According to Databricks:

"Today we are happy to announce the availability of Apache Spark 1.6! With this release, Spark hit a major milestone in terms of community development: the number of people that have contributed code to Spark has crossed 1000, doubling the 500 number we saw at the end of 2014."

"According to our 2015 Spark Survey, 91% of users consider performance as the most important aspect of Spark. As a result, performance optimizations have always been a focus in our Spark development."

 Databricks is highlighting the following three additions:

"Parquet performance: Parquet has been one of the most commonly used data formats with Spark, and Parquet scan performance has pretty big impact on many large applications. In the past, Spark’s Parquet reader relies on parquet-mr to read and decode Parquet files. When we profile Spark applications, often many cycles are spent in “record assembly”, a process that reconstructs records from Parquet columns. In Spark 1.6. we introduce a new Parquet reader that bypasses parquert-mr’s record assembly and uses a more optimized code path for flat schemas."

"Automatic memory management: Another area of performance gains in Spark 1.6 comes from better memory management. Before Spark 1.6, Spark statically divided the available memory into two regions: execution memory and cache memory. Execution memory is the region that is used in sorting, hashing, and shuffling, while cache memory is used to cache hot data. Spark 1.6 introduces a new memory manager that automatically tunes the size of different memory regions."

"While the above two improvements apply transparently without any application code change, the following improvement is an example of a new API that enables better performance."

"10X speedup for streaming state management: State management is an important function in streaming applications, often used to maintain aggregations or session information. Having worked with many users, we have redesigned the state management API in Spark Streaming and introduced a new mapWithState API that scales linearly to the number of updates rather than the total number of records. That is to say, it has an efficient implementation that tracks “deltas”, rather than always requiring full scans over data."

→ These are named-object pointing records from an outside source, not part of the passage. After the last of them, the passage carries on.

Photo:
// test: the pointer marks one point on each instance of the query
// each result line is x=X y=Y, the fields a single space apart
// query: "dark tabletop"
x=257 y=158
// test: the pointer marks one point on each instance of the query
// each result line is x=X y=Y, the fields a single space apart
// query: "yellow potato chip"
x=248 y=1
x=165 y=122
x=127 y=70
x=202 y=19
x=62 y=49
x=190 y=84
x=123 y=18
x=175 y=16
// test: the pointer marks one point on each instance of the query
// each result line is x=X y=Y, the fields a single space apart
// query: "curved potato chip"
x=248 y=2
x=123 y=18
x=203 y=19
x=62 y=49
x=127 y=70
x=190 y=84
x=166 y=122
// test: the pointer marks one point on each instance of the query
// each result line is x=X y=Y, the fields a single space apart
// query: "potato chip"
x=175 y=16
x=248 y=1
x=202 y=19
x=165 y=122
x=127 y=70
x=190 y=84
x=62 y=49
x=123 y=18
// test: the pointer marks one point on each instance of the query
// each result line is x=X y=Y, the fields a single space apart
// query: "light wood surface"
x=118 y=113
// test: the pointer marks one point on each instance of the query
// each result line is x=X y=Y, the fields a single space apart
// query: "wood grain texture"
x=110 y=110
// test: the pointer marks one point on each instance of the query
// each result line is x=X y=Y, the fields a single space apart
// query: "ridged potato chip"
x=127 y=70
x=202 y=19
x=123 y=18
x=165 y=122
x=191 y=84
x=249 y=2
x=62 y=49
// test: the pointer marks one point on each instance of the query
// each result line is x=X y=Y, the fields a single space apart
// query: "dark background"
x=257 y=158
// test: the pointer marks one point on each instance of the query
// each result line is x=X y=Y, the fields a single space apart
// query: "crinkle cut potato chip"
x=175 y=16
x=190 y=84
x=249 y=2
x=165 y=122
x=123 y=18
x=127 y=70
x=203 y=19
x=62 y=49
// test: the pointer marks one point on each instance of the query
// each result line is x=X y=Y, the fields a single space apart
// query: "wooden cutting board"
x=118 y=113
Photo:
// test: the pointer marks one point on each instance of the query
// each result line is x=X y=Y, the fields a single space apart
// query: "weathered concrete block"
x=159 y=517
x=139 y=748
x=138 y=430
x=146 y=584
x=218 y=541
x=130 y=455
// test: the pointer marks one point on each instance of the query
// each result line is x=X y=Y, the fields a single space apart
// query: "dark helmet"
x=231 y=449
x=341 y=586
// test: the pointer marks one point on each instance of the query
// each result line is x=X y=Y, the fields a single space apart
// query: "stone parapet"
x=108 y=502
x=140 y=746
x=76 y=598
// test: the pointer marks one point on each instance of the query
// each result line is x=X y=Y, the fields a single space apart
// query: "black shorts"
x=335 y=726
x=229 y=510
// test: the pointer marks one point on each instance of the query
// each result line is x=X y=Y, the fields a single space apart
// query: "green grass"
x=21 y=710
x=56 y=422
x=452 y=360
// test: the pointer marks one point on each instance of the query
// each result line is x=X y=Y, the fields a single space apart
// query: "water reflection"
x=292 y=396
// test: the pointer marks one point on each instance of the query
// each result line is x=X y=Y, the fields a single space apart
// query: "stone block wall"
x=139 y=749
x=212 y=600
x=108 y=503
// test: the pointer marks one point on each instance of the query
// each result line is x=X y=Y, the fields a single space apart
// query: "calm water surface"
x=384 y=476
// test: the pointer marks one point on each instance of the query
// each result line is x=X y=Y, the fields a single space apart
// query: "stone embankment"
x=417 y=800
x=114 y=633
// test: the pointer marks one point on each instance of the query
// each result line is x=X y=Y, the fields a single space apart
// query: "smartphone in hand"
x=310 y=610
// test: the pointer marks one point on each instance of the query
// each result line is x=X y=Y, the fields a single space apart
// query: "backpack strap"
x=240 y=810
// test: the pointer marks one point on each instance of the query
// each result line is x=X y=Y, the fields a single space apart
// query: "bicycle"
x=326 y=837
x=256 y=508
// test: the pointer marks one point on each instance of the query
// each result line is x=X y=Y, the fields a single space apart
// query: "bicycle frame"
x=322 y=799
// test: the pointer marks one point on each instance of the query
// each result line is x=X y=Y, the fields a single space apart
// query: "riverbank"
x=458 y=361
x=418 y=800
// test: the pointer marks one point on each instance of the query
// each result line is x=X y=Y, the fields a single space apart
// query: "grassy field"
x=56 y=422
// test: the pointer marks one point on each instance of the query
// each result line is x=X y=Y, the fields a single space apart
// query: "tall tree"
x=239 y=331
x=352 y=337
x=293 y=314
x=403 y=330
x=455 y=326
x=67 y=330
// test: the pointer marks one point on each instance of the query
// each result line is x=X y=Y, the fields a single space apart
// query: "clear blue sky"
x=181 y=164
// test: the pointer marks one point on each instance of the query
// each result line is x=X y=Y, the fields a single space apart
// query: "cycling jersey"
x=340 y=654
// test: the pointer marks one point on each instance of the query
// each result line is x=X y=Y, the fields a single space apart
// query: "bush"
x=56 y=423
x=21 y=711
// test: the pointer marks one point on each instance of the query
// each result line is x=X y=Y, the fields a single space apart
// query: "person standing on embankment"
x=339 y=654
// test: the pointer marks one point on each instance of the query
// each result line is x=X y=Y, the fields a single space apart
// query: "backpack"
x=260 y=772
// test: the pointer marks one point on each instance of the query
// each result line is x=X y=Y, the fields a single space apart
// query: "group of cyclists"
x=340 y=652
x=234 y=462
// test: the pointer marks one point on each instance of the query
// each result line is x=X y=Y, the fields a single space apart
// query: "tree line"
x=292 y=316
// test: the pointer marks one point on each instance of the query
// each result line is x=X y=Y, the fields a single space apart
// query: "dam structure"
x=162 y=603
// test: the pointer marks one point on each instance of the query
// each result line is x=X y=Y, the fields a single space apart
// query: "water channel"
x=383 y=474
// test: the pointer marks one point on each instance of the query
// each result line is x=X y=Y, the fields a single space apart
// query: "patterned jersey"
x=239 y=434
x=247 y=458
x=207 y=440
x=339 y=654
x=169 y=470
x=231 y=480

 Meanwhile, IBM is embedding Spark into its Analytics and Commerce platforms, and offering Spark as a service on IBM Cloud. IBM will also put more than 3,500 IBM researchers and developers to work on Spark-related projects at more than a dozen labs worldwide; donate its IBM SystemML machine learning technology to the Spark open source ecosystem; and educate more than one million data scientists and data engineers on Spark.

"IBM has been a decades long leader in open source innovation. We believe strongly in the power of open source as the basis to build value for clients, and are fully committed to Spark as a foundational technology platform for accelerating innovation and driving analytics across every business in a fundamental way," said Beth Smith, General Manager, Analytics Platform, IBM Analytics. "Our clients will benefit as we help them embrace Spark to advance their own data strategies to drive business transformation and competitive differentiation."